In Österreich, sowie in vielen anderen Ländern, wurde für genossenschaftliche Zusammenschlüsse bereits vor zirka 150 Jahren eine eigene Rechtsform geschaffen, die der genossenschaftlichen Kooperation einen rechtlichen Rahmen liefert: die sogenannte „eingetragene Genossenschaft“ (e.Gen.), die zur Errichtung von Erwerbs- und Wirtschaftsgenossenschaften bestimmt ist. EU-weit wurde im Juli 2003 ein Pendant auf gemeinschaftsrechtlicher Ebene etabliert: die Europäischen Genossenschaft (SCE: lat. Societas Cooperativa Europaea).

Bekannte Genossenschaften sind die regionalen Raiffeisen- und Volksbanken, die Lagerhäuser, die etwa 100 gemeinnützigen Wohnbaugenossenschaften, wie zum Beispiel „WIEN-SÜD“, „VOLKSBAU“ oder „NEUES LEBEN“ und der frühere „Konsum Österreich“. Weniger bekannt ist, dass bspw. die „Austria Presseagentur“ (APA), Brauereien wie jene in Murau oder Ried, der Sportfachhändler „Intersport“ sowie die Reformhausmarke „Gewusst wie“, genossenschaftlich organisiert sind. Zudem gibt es genossenschaftliche Einkaufsorganisationen, wie etwa die BÄKO – die Einkaufsgenossenschaft der Bäcker – und auch zahlreiche Handwerker, Molkereien und Winzergenossenschaften organisieren sich genossenschaftlich.

Rechtliche Grundlagen der eingetragenen Genossenschaft

In Österreich liegt die Mindestmitgliederzahl bei zwei Personen. Wie bereits angemerkt, können das sowohl natürliche als auch juristische Personen sein. Diese können sowohl solidarisch unbeschränkt, mit ihrem gesamten Privatvermögen, als auch bis zu einem im Genossenschaftsvertrag festgelegten Betrag beschränkt, haften (Derzeit gibt es in Österreich keine Genossenschaft mit unbeschränkter Haftung.). Zur Gründung bedarf es nach §3 Genossenschaftsgesetz (GenG):

  • die Annahme der Genossenschaftsfirma (= der Name des Unternehmens muss die Bezeichnung „eingetragene Genossenschaft“ enthalten),

  • die schriftliche Abfassung des Genossenschaftsvertrages (=Satzung, hier müssen Zweck, Sitz, Haftung, anzuwendendes Stimmrecht, Dauer der Unternehmung, Zusammensetzung des Aufsichtsrates und des Vorstandes, etc. festgelegt werden),

  • sowie die schriftliche Eintragung ins Firmenbuch.

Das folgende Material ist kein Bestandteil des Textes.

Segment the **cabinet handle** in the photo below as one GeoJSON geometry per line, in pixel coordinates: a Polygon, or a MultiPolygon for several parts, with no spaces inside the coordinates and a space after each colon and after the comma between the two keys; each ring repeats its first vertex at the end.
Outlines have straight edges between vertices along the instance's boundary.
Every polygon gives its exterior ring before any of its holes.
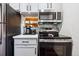
{"type": "Polygon", "coordinates": [[[36,55],[36,48],[35,48],[35,55],[36,55]]]}
{"type": "Polygon", "coordinates": [[[27,11],[28,11],[28,6],[27,6],[27,11]]]}
{"type": "Polygon", "coordinates": [[[49,4],[47,3],[47,8],[49,8],[49,4]]]}
{"type": "Polygon", "coordinates": [[[22,43],[29,43],[29,41],[22,41],[22,43]]]}
{"type": "Polygon", "coordinates": [[[50,8],[52,8],[52,3],[50,3],[50,8]]]}
{"type": "Polygon", "coordinates": [[[30,5],[30,11],[31,11],[31,5],[30,5]]]}

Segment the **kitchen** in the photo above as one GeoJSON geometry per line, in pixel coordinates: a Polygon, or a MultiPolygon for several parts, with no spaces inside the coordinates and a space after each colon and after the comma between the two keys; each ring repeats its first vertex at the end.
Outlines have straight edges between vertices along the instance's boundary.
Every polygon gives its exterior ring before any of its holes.
{"type": "Polygon", "coordinates": [[[62,3],[3,3],[0,15],[0,55],[72,55],[72,37],[59,34],[62,3]]]}

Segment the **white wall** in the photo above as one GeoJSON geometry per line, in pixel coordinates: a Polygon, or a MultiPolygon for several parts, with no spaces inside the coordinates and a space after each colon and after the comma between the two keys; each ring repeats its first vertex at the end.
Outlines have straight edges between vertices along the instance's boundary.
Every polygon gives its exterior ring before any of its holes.
{"type": "Polygon", "coordinates": [[[63,26],[60,34],[72,37],[72,55],[79,56],[79,3],[63,4],[63,12],[63,26]]]}

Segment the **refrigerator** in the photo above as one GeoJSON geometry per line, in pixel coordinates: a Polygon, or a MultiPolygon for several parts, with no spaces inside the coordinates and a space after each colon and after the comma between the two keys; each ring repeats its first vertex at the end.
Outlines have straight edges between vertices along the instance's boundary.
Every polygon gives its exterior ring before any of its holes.
{"type": "Polygon", "coordinates": [[[20,13],[9,4],[0,3],[0,56],[14,55],[13,36],[20,34],[20,13]]]}
{"type": "Polygon", "coordinates": [[[6,53],[6,6],[0,4],[0,56],[6,53]]]}

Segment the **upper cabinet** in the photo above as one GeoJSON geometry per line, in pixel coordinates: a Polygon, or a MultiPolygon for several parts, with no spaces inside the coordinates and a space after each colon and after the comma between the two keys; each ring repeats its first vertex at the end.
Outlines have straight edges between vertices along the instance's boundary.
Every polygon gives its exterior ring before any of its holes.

Mindestkapital ist, im Gegensatz zu Kapitalgesellschaften, keines nötig. Die Genossenschaft ist eine Personenverbindung mit eigener Rechtsfähigkeit. Genossenschaften müssen Rechte und Pflichten, die mit dieser Rechtsfähigkeit einhergehen, tragen. Beispielsweise können Verträge im Namen der Genossenschaft abgeschlossen werden. Dazu zählen: der Kauf und Verkauf von Grundstücken, der Abschluss von Arbeitsverträgen sowie die Miete und Vermietung von Wohnungen und Geschäftslokalen.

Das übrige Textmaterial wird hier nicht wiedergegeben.